In Ayurvedic medicine, senna leaf formulations such as tea preparations are used to treat constipation and digestive diseases, according to ABC. Similarly, senna leaf is used in traditional Chinese medicine to treat excessive heat associated with constipation and abdominal pain.

According to ABC, its features likely explain the plant’s common name, which comes from the Arabic word Sanaa for ‘thorny bush.’

With its adoption, botanical extracts-specialist K. Patel Phyto Extractions helps ABC expand its nonprofit research and educational mission and keep ABC’s HerbMedPro database updated with the latest scientific and clinical research on these botanical ingredients.

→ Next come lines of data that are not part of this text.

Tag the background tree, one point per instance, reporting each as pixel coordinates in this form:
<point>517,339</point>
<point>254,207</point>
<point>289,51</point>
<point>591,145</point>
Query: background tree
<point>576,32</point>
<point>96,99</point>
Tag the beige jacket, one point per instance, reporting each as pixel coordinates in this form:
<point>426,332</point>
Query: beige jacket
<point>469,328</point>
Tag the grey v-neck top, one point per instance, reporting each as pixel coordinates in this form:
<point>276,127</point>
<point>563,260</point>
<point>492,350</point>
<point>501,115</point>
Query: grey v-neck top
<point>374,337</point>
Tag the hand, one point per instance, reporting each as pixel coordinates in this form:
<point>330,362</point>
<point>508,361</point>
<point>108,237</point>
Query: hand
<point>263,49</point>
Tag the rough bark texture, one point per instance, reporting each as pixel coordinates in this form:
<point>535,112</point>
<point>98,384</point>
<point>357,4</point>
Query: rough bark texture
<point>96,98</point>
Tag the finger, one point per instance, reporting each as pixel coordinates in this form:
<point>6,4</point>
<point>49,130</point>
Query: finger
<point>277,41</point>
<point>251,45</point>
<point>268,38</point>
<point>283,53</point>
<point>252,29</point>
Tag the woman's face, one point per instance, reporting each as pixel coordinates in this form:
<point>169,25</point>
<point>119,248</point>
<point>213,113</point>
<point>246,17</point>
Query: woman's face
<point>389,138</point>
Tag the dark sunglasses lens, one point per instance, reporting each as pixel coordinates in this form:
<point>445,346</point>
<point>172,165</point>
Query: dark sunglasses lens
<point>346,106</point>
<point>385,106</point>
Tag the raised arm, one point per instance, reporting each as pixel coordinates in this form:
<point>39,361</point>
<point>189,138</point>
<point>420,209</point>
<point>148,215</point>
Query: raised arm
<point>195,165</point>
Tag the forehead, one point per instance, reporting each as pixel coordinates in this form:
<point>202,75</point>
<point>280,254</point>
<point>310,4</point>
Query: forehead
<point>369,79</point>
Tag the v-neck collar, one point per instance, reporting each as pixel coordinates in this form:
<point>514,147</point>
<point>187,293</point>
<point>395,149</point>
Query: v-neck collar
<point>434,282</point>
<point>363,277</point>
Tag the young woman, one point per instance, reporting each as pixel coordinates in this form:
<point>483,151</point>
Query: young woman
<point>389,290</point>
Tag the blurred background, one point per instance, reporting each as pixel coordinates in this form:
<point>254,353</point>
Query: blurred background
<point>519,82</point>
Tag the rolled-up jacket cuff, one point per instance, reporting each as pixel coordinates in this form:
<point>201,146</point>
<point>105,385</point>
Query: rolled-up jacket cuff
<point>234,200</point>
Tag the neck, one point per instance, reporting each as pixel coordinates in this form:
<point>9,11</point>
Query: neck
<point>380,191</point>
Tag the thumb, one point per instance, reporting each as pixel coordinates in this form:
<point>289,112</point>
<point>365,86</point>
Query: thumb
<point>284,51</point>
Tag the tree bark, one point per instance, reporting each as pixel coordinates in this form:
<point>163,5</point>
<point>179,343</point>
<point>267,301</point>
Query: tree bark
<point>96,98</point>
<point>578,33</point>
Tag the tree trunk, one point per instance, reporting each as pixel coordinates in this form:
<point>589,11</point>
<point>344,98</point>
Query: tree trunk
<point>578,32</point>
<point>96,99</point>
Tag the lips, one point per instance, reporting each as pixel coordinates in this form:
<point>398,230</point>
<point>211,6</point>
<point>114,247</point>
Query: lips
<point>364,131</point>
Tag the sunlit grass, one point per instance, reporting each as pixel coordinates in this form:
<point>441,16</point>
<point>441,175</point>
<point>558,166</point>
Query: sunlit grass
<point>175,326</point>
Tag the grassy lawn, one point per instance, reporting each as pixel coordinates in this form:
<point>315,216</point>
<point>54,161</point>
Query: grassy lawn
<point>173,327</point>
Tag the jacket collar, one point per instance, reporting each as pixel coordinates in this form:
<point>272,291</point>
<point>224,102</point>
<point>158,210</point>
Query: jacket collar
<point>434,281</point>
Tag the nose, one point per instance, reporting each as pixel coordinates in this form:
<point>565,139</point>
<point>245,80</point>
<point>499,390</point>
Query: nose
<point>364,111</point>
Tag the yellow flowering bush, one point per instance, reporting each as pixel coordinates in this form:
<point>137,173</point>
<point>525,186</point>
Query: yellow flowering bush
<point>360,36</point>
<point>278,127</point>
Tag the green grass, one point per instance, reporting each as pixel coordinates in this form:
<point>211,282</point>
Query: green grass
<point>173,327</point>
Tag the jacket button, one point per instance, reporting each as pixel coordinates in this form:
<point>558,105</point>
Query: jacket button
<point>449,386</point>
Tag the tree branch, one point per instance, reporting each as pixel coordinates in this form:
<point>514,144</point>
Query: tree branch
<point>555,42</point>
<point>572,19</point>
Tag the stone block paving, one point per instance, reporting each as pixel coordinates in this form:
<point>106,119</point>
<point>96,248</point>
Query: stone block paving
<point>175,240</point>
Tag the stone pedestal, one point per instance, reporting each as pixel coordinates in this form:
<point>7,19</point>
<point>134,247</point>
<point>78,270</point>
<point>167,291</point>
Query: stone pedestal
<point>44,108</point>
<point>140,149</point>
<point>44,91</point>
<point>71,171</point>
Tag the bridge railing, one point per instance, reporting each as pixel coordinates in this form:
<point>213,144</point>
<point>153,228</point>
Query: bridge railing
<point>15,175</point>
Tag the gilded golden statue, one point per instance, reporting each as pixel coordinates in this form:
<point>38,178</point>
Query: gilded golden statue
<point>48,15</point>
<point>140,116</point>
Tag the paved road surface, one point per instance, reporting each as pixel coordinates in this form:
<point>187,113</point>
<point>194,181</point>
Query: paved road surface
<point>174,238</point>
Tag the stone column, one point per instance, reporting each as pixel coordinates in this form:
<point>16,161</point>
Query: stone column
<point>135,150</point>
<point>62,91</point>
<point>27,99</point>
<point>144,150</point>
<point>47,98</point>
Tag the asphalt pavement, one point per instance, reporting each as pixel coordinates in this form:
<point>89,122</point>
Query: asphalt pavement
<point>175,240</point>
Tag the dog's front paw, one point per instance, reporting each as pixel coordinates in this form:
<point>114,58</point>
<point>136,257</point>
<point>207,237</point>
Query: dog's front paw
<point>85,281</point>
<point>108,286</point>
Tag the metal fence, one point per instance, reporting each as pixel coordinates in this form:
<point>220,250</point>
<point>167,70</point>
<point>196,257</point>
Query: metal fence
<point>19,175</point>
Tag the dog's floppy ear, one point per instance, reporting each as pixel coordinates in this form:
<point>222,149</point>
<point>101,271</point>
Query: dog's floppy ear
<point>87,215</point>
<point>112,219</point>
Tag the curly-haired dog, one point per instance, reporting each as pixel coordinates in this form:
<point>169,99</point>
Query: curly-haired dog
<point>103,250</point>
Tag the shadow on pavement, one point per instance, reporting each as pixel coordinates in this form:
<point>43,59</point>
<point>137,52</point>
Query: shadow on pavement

“Through the Adopt-an-Herb initiative we are proud to be a part of maintaining the database about senna and contribute to sharing information and knowledge about senna,” said Viraj Patel, director of business development for K. Patel Phyto Extractions.

“ABC is deeply grateful for the adoption of senna by K. Patel Phyto Extractions,“ said Mark Blumenthal, ABC’s founder and executive director, in a press release.

“Senna is an ancient and classical herbal drug, the medicinal properties of which have been recognized for millennia, including in official pharmacopeial monographs. Even today, senna extracts, and the sennosides found in senna leaf and fruit are approved by various government agencies and pharmacopeias as safe and effective stimulant laxatives.”

Blumenthal added: “The K. Patel adoption of senna on ABC’s powerful HerbMedPro database will ensure that new scientific and clinical research on this classic medicinal plant will be more available to researchers, health professionals, industry members, and other stakeholders in the international medicinal plant community.”